The inventor of the first doorknob remains unknown. No doors meant no doorknobs for our Neanderthal forebears. They lived in caverns or trees. Some possessed time-share condos but were reluctant to say they were ripped off.

Door knobs in history

Salesmen knocked on the first doors circa 3000 B.C. during the Dorian hegemony in the Mediterranean. In his epic study of Dorian civilization, “Das Siebentausendzweihundertvierundfünfzig,” Von Schleerpuss hypothesizes that the early Dorians may have shut and bolted their doors at night. And then destroyed them in the morning to get out. We can only presume that these wooden doors lacked door knobs. This is what’s known as planned obsolescence. Von Schleerpuss was infamous for lying, notably about his income tax. Anti-Knobian and Knobian ancient history scholars still disagree.
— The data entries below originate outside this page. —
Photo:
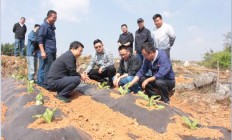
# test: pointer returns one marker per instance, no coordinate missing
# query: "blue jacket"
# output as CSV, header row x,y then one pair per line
x,y
32,38
46,36
161,68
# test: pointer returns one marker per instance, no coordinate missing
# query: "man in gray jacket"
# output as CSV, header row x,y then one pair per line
x,y
101,64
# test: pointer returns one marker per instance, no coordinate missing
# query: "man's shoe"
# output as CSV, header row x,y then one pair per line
x,y
64,99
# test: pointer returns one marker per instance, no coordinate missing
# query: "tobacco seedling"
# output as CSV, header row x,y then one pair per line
x,y
142,94
30,86
124,90
103,85
191,123
39,99
47,116
152,102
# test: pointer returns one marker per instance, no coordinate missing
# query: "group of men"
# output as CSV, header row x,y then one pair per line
x,y
148,67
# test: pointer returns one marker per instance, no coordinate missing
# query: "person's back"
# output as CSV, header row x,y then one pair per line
x,y
62,76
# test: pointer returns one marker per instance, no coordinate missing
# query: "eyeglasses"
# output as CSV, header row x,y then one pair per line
x,y
96,47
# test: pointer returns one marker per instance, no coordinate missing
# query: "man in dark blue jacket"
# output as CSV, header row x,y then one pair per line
x,y
47,45
20,30
62,76
163,77
32,46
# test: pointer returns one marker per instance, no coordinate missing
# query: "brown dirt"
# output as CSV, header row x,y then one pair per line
x,y
4,109
101,122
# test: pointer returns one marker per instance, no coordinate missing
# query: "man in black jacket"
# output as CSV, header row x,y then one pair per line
x,y
142,35
20,30
128,67
62,76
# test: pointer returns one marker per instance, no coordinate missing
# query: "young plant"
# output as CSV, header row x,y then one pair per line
x,y
124,90
103,85
47,116
152,102
30,86
39,99
191,123
142,94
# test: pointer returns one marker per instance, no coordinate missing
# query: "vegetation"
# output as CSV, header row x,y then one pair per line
x,y
193,124
39,99
47,116
103,85
124,90
211,58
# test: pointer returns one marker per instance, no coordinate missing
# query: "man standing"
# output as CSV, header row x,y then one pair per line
x,y
142,35
163,77
63,76
129,65
20,30
101,64
126,38
163,34
32,48
47,45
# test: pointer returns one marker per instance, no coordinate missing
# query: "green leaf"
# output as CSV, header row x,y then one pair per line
x,y
187,121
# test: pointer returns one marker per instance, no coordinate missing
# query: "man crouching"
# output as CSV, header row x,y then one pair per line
x,y
62,76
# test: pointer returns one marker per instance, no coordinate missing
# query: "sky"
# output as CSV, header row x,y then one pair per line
x,y
199,25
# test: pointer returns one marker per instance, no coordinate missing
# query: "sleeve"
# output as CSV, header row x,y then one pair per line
x,y
109,60
71,66
144,69
119,39
149,38
135,66
42,34
31,37
171,35
91,64
120,68
165,66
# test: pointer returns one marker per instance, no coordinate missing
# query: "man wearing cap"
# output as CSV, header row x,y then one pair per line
x,y
142,35
163,34
126,38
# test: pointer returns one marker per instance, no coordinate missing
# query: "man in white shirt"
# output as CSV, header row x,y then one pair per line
x,y
163,35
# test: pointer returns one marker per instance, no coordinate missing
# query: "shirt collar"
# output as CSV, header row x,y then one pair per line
x,y
156,56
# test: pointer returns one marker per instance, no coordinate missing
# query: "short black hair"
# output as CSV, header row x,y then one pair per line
x,y
97,41
123,25
36,25
50,12
75,45
156,16
148,47
123,47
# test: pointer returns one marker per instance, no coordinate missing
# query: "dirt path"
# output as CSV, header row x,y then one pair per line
x,y
101,122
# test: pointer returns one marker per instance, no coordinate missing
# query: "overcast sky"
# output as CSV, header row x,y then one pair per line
x,y
199,24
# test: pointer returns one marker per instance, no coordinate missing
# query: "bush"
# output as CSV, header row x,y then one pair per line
x,y
7,49
211,58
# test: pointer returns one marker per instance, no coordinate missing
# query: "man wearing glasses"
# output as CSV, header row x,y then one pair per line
x,y
129,65
101,64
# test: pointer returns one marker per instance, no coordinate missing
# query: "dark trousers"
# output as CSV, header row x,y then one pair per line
x,y
110,71
44,66
164,86
65,85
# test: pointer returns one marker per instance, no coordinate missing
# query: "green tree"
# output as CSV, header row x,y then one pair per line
x,y
211,58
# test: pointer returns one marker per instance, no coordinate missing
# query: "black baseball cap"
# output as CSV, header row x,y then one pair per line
x,y
140,20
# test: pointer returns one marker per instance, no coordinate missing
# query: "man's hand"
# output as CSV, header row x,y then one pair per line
x,y
144,84
100,70
84,77
43,55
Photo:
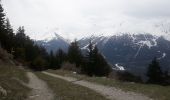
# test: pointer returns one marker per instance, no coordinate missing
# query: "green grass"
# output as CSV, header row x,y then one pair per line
x,y
156,92
10,77
64,90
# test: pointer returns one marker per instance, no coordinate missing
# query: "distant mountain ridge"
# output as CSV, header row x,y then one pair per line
x,y
54,42
132,52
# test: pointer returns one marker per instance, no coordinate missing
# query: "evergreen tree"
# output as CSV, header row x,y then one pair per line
x,y
10,36
96,64
154,72
61,57
74,54
3,34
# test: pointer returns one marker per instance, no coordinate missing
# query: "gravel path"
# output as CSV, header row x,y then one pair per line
x,y
109,92
40,90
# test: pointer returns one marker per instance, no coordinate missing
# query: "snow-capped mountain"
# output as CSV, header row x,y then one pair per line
x,y
131,52
124,51
54,42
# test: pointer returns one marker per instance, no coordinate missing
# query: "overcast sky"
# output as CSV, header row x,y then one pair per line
x,y
78,18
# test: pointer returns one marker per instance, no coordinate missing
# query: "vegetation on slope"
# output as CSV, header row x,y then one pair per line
x,y
68,91
156,92
11,87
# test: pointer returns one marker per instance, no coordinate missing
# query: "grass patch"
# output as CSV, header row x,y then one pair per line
x,y
156,92
64,90
13,89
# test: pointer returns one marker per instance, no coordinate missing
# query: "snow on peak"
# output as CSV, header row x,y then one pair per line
x,y
118,67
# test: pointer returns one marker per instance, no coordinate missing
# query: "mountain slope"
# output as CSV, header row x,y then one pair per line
x,y
54,42
133,52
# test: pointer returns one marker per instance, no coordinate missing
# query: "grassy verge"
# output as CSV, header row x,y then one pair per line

Take a cold shower to learn about this fascinating controversy.

The door knob and I

In England, Chaucer revered the doorknob. It was the most expensive item in the house and was removed from the door at night and stored beneath a mattress. Bold seafarers who traveled the seven seas for golden doorknobs made riches in Elizabethan England. London’s Thames Museum displays Rangalang’s, Malay Door Latch. It has rough diamonds.

It cut Rangalangians’ hands when they turned the knob. 

Man’s inalienable right to door knobs

In the early 1850s, American ingenuity invented the glass doorknob. In the 1870s, the French introduced elegant ivory door knobs. Then in 1899, the Palmer House Hotel in Chicago, Illinois, installed the first plastic doorknob. And in 1920, the White House replaced all its rusty, decrepit door knobs with shiny new stainless steel ones made from Mesabi Iron Range ore. (The editor wouldn’t let us joke about Congress’s rusted old doorknobs.)

The digital doorknob is replacing traditional doorknobs everywhere except in Japan, where bamboo door knobs are family treasures.

If the subject of doorknob history seems a bit too obscure, just remember what philosophers say. They have still not figured out that age-old question – which came first, the door or the door knob? After all, you can’t open a door without a door knob. But on the other hand, if you have no door, then what use is a door knob? Don’t overthink it.